Wind power - Cite? Irelands Green Party policies support a diversification of energy sources and allowing market forces to chose which is more effective.
This board is supposed to be about fighting ignorance, not spreading it.
http://www.greenparty.ie/

I’m not sure I would agree that they are all that much more radical. At least I don’t see anything Doctor King or Bobby Kennedy would have disagreed with and much there that they taught us. It’s not a bad set of values at all.

I think the current green movement is much more redistributionist than being Luddites…although the effect for Americans would be the same either way if the greenies had their way.

:confused: How would it “be the same either way”?

Why is that? That is, why have other European countries decided to discontinue fluoridation?

This is from the wiki article:

Please note I am not against water fluoridation but I can see it being questioned at least. Hardly luddite to stop it if it is not helping.

We won’t be able to afford all the shiny toys we have now.

That might follow from Luddism, but not from redistributionism. (N.B.: Redistributionism != Stalinism.)

But of course it follows from redistributionism. If we are forced to hand over our wealth to 3rd world countries that don’t pollute as much as we do, then we cannot afford our extravagant standard of living.

I thought you were talking about redistribution of wealth within the U.S. Where is the other, international form to be found in the Green Party’s platform?

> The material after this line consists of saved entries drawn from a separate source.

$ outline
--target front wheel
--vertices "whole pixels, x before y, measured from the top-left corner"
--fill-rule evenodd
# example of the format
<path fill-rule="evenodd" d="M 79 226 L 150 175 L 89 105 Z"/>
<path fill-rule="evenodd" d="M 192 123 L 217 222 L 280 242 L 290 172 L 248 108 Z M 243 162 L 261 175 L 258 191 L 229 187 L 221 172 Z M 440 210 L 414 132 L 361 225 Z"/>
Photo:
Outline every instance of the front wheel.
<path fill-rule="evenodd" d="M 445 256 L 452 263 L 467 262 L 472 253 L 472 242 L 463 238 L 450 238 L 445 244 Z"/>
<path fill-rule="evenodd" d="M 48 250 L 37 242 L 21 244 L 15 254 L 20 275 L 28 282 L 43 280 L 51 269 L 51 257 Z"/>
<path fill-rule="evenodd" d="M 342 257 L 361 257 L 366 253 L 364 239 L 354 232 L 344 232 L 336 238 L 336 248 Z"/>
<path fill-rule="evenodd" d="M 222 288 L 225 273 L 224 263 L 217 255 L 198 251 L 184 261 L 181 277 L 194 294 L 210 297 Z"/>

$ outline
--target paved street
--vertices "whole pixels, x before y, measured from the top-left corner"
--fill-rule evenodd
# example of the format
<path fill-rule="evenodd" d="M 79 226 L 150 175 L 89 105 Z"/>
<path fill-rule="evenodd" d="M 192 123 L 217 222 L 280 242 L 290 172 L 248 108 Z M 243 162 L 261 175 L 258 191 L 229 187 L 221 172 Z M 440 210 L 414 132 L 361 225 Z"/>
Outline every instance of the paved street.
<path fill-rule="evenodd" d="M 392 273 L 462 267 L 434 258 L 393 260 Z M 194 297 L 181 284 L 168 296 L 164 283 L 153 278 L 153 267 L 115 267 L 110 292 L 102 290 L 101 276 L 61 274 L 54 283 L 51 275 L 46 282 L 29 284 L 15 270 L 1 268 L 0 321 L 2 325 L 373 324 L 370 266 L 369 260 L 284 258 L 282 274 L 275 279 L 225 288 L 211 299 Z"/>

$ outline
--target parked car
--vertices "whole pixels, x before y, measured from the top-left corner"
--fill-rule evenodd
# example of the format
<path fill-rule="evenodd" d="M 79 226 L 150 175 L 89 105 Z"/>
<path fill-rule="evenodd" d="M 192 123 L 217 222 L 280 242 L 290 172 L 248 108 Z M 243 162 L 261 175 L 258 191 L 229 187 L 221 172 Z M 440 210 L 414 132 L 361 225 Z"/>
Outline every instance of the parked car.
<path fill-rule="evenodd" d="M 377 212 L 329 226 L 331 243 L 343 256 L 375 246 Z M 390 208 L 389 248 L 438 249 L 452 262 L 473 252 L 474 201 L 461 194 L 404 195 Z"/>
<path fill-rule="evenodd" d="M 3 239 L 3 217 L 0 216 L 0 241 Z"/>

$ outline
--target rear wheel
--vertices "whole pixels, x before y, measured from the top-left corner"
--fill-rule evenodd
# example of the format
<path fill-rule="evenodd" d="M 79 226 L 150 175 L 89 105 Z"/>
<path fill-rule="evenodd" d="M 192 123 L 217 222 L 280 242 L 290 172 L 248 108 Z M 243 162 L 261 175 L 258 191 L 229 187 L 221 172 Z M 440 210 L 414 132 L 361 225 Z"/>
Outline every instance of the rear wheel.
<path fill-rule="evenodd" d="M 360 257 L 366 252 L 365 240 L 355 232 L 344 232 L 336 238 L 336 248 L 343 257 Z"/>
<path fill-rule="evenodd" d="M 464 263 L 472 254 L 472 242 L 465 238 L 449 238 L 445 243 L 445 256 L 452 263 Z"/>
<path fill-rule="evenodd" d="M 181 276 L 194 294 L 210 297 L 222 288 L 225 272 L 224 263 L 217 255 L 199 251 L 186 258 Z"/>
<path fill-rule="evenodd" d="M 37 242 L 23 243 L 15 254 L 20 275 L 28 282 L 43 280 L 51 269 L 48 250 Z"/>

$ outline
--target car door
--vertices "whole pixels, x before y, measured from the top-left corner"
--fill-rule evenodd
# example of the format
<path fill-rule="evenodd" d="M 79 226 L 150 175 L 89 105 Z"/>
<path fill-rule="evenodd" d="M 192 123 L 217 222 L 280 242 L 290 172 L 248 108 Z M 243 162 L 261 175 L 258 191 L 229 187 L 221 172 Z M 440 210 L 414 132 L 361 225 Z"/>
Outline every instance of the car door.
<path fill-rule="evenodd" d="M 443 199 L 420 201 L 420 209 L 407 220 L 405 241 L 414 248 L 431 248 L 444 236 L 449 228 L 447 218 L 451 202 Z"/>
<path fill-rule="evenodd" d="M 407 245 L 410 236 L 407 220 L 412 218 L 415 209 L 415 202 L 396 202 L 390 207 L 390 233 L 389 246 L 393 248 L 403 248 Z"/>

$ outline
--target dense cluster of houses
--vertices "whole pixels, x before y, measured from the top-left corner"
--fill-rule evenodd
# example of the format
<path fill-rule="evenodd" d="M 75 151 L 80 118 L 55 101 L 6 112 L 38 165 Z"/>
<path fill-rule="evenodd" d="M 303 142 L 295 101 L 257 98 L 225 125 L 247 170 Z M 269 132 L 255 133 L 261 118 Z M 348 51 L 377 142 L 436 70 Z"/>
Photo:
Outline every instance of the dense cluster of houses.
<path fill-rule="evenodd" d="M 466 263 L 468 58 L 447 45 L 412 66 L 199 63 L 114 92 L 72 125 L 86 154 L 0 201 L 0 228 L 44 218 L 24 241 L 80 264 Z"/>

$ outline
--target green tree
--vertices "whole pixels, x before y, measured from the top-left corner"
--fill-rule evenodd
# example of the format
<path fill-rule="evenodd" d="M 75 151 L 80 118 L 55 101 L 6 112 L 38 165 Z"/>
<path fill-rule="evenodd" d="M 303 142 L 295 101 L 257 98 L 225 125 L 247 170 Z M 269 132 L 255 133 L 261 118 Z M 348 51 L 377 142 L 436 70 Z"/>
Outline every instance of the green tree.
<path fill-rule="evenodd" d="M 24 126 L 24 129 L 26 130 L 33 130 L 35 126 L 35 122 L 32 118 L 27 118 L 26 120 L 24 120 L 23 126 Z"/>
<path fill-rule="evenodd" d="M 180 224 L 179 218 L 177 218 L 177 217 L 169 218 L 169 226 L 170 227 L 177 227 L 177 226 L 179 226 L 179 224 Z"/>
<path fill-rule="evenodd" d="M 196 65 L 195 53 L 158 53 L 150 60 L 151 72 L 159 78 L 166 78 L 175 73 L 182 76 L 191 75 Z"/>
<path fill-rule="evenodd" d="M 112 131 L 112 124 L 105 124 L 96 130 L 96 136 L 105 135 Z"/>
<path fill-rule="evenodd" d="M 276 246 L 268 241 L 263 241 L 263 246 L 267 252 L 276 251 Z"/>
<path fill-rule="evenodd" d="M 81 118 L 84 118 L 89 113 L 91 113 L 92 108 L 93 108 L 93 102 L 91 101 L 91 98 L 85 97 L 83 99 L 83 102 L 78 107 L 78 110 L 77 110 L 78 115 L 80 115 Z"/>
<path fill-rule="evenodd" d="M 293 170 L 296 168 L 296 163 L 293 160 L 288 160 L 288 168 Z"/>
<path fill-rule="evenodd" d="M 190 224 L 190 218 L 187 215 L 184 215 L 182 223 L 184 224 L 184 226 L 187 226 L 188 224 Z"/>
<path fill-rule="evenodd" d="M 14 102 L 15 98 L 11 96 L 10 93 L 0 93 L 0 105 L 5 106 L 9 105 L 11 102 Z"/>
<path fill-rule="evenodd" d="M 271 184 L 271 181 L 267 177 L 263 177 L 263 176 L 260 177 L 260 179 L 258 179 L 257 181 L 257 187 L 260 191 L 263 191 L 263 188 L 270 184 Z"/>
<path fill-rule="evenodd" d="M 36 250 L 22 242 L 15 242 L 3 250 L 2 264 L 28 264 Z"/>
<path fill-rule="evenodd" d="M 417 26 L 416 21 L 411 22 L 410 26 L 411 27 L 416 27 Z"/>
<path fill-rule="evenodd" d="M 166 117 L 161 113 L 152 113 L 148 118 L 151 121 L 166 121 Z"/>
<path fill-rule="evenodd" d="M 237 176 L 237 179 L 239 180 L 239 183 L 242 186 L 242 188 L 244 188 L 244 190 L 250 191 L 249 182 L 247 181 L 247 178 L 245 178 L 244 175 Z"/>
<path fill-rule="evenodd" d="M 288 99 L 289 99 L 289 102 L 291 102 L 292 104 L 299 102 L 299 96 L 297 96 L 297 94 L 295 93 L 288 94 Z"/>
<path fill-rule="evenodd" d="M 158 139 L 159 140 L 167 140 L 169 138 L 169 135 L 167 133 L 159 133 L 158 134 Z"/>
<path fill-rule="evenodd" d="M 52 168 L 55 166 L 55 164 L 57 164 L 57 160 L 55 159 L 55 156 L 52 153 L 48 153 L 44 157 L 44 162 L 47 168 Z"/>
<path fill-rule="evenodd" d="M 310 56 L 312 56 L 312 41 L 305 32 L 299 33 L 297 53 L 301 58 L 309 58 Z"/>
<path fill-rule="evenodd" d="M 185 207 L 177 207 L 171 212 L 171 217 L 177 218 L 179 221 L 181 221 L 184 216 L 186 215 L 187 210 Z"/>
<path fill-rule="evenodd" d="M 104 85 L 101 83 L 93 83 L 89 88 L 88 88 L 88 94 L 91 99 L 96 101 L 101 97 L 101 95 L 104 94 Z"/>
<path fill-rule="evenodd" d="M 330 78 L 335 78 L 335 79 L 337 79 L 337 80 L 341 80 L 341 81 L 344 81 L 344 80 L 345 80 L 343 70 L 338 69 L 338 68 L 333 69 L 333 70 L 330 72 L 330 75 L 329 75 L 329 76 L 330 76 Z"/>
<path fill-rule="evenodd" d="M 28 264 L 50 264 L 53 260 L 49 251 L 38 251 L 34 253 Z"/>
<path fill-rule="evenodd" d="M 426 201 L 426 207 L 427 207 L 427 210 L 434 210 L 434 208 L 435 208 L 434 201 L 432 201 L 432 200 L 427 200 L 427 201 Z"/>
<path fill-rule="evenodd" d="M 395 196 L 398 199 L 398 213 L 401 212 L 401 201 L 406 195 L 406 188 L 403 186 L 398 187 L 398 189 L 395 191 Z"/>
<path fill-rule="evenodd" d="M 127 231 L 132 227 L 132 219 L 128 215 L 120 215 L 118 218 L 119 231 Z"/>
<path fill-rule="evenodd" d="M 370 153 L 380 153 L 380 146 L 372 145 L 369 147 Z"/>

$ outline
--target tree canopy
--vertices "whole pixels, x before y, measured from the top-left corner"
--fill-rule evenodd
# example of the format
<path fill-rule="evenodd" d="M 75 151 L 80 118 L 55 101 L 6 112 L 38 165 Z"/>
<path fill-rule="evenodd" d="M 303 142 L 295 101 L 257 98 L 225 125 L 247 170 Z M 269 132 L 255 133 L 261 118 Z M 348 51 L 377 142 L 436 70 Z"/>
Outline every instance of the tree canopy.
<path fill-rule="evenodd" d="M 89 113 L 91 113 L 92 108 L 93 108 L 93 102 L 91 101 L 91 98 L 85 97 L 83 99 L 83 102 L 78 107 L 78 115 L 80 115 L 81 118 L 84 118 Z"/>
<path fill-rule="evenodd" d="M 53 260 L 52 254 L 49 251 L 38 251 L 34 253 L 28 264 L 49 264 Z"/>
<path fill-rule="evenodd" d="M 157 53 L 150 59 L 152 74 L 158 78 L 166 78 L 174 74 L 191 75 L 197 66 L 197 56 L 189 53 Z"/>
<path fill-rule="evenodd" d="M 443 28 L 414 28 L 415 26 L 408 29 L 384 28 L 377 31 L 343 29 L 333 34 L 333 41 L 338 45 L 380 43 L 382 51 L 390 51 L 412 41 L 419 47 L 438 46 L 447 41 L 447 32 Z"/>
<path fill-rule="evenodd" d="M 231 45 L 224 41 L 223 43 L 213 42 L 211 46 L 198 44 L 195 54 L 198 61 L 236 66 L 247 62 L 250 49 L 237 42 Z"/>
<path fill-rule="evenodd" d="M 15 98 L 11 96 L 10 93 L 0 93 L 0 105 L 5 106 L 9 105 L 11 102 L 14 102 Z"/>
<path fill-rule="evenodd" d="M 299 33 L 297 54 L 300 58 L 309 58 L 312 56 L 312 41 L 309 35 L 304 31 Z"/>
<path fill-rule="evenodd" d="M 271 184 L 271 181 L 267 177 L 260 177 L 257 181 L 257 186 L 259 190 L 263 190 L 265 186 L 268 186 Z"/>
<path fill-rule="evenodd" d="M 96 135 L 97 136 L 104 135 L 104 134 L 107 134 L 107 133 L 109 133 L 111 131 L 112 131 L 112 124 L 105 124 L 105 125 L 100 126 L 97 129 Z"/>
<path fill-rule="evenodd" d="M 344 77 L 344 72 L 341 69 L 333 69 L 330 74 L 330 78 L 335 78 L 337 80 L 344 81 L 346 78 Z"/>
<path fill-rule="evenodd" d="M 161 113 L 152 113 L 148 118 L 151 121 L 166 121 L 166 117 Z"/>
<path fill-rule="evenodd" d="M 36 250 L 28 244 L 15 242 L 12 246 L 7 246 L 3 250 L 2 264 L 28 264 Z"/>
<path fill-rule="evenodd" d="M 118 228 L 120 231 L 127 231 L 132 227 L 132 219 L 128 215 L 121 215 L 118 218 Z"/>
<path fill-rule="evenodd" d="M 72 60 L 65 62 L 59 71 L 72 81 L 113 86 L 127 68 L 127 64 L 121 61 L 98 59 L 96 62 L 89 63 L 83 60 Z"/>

Maybe casting the accusation of ludditism is a way to fight other political battles. This thread reminded me of a bit in the article, The Rise of Republican Nihilism:

Point being, for people who are firmly against government action on climate change, broadcasting the ‘Greens are luddites!’ meme can be a way to portray your usual liberal villians as ignoring the obviously brilliant ideas of unlimited carbon emissions, no government involvement, and giant machines to suck the carbon out of the sky! See the narrative? ‘These luddites just want to get government into your life; they aren’t even interested in geo-engineering!’

There’s a reason Greens are often called Luddite. Whenever you hear them take a loud public stand on an issue, it’s that they’re against it. Nuclear power, development, GM-crops. This gives the impression that they’re anti-progress, instead of a group advocating change in its own right.

Is it fair? Perhaps. But if you move out of the college/hippie component of the movement, you see people who have very well thought out views of progress, even if it’s not necessarily to the liking of the general American public. Most Greens in the real world that I’ve met argue more for dense urban development (a la NYC or SF) with the necessary social progress to go with that (including nuclear power). I’m not sure how that’s any more or less Luddite than wanting more suburban sprawl, just a different vision.

One Green I know is obsessed with Google, the “cloud,” and netbooks. I think that pretty much gets at the Green aesthetic of progress–it’s not what technology is the most powerful, but what’s most economic and decentralized. Since people tend to equate technological development with great expense and concentration of capital, that also might play into why they’re perceived as Luddite.